How the Ban Was Circumvented

The ban on interest is, in essence, an attempt to protect the weak. It was not only a moral imperative, but also a tool for stabilization: one person should not be allowed to become poor while another becomes rich at their expense.

When society considers something a sin but cannot do without it, loopholes arise. This is precisely what happened with interest. Despite the prohibitions, trade developed, merchants became bankers, and the economy demanded lending instruments. However, in order not to formally violate the prohibitions, workarounds were found.

Partnership instead of credit

Instead of lending money, people began to enter into investment agreements. The money was supposedly invested in a common cause, and the “interest” was no longer a reward for time, but an honest share of the profits.

  • In Judaism, this was formalized as a hetter iska agreement, in which the borrower became a partner.
  • In Islam, mudaraba and musharaka schemes were used: one party contributed capital, the other worked, and the profits were shared.
  • In the Christian tradition, societas, a Roman form of partnership with risk sharing, was used.

In essence, this was a loan disguised as an investment. However, since profit was not guaranteed, the prohibition was not violated.

Sale with repurchase

One of the most common workarounds is double selling. The seller sells the goods in installments at a higher price and repurchases them immediately at a lower cost. The price difference is essentially the interest.

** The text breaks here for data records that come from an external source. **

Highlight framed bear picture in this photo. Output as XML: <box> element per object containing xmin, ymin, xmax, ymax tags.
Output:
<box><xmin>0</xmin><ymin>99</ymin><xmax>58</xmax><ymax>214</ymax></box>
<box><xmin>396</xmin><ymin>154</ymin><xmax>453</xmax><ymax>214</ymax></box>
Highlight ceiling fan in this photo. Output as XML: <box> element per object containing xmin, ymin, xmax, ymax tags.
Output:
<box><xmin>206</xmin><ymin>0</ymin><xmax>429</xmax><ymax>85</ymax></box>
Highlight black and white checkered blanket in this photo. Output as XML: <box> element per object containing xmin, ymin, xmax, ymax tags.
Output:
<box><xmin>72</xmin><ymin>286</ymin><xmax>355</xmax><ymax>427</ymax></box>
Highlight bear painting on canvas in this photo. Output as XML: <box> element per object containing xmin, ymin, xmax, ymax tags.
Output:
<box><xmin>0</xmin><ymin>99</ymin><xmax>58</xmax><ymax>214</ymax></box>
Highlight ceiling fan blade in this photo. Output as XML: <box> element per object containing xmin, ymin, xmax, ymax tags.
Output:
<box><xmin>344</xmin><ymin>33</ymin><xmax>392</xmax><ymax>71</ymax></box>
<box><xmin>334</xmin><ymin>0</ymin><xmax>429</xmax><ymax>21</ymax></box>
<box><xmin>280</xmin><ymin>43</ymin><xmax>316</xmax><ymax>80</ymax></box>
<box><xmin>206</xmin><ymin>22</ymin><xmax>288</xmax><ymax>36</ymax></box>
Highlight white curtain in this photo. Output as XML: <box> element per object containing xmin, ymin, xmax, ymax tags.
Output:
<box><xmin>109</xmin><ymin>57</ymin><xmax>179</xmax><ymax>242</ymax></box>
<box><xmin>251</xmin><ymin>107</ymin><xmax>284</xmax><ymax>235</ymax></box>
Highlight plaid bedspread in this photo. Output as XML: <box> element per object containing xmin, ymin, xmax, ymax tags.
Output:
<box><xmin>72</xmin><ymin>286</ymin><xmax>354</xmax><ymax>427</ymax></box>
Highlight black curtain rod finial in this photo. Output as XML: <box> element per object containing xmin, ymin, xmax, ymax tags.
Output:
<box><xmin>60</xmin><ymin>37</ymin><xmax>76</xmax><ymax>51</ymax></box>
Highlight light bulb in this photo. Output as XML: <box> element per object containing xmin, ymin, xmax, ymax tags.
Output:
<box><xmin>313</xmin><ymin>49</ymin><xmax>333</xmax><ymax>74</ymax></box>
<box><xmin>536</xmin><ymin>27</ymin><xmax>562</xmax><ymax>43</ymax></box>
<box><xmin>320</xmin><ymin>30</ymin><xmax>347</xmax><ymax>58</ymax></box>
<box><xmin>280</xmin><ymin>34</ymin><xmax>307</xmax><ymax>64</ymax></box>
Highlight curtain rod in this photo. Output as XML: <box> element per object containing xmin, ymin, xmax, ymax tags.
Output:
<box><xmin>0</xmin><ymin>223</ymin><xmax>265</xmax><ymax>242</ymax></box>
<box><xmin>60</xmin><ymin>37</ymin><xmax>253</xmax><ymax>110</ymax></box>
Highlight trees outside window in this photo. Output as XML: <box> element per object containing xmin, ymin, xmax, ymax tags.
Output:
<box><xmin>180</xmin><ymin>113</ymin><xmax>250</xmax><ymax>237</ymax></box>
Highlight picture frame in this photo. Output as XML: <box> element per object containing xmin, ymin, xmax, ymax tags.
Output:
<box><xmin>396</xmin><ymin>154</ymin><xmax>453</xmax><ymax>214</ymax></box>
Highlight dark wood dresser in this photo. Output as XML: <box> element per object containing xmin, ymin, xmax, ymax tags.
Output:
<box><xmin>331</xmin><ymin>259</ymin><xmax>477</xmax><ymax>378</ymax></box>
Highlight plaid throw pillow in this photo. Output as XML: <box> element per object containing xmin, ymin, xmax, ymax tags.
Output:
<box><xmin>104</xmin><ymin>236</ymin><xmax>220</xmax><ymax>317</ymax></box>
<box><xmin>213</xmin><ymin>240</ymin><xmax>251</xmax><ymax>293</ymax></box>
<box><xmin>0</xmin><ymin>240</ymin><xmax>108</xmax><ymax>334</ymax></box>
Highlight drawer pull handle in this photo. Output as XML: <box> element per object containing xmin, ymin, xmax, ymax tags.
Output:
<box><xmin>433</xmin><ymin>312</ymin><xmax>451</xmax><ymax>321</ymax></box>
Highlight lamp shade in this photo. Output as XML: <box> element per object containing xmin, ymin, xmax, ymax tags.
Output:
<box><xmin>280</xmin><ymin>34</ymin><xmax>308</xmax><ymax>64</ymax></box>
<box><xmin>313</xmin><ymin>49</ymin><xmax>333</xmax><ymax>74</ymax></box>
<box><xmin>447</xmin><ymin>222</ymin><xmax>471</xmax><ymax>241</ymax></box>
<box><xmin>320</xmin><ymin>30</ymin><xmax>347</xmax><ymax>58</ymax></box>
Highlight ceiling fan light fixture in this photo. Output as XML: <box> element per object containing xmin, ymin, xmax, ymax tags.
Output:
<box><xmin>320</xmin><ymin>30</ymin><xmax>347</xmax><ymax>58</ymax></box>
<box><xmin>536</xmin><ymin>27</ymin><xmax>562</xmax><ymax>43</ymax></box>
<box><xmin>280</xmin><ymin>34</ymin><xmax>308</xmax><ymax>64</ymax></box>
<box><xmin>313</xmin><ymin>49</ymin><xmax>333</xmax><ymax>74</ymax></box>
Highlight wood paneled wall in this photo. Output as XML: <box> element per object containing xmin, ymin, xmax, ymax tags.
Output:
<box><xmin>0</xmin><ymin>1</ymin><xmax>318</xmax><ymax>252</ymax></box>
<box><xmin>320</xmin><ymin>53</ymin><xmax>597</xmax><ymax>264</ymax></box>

  • In the Islamic tradition, this method is known as ‘īna.
  • In Christian Europe, it was called scrocco or mohatara.

From a legal point of view, everything looked legitimate: just two transactions. But everyone understood that this was a veiled loan.

Compensation for losses

In the Catholic tradition, several concepts emerged at once that allowed interest to be justified as fair compensation:

  • Damnum emergens is compensation for actual expenses (for example, if the lender loses the opportunity to use their money).
  • Lucrum cessans is compensation for lost profits.
  • Poena conventionalis is a penalty for late payment.

All these arguments made it possible to charge interest “amicably,” as if not for time, but for fairness. As a result, interest returned to Europe through the back door, first in merchant law, then in banking practice.

The irony is that the church was also involved!

Paradoxically, even the church, which prohibited usury, earned money from loans. How? Through front men, legal constructs, and intermediaries. In the 14th century in Italy, church institutions were already openly involved in financing, calling interest “contributions,” “compensation for risk,” etc.

The ban on interest did not last for two reasons. First, markets became more complex. Merchants traveled between cities, and trade required working capital. Without loans, businesses simply could not grow.

Second, a new philosophy emerged: money has value. If you give your money to someone else, you lose the opportunity to earn it yourself. Therefore, it is logical to ask for compensation. This idea prevailed during the Renaissance and finally triumphed with the advent of capitalism.

Today

In the modern world, interest is the foundation of the entire banking system. Prohibitions have almost disappeared, remaining only in Islamic banking, where ribā-free schemes are still in place. But even there, everything looks like an investment, rent, or trade. They are just different names for the same thing: interest.

Prohibitions on interest were not the whim of fanatics, but a logical way to curb the scourge of debt. However, as society became more stable and the market became a key institution, the logic of the prohibition lost its relevance. Only one thing remained: the moral memory that money can be an instrument of development and a means of destruction.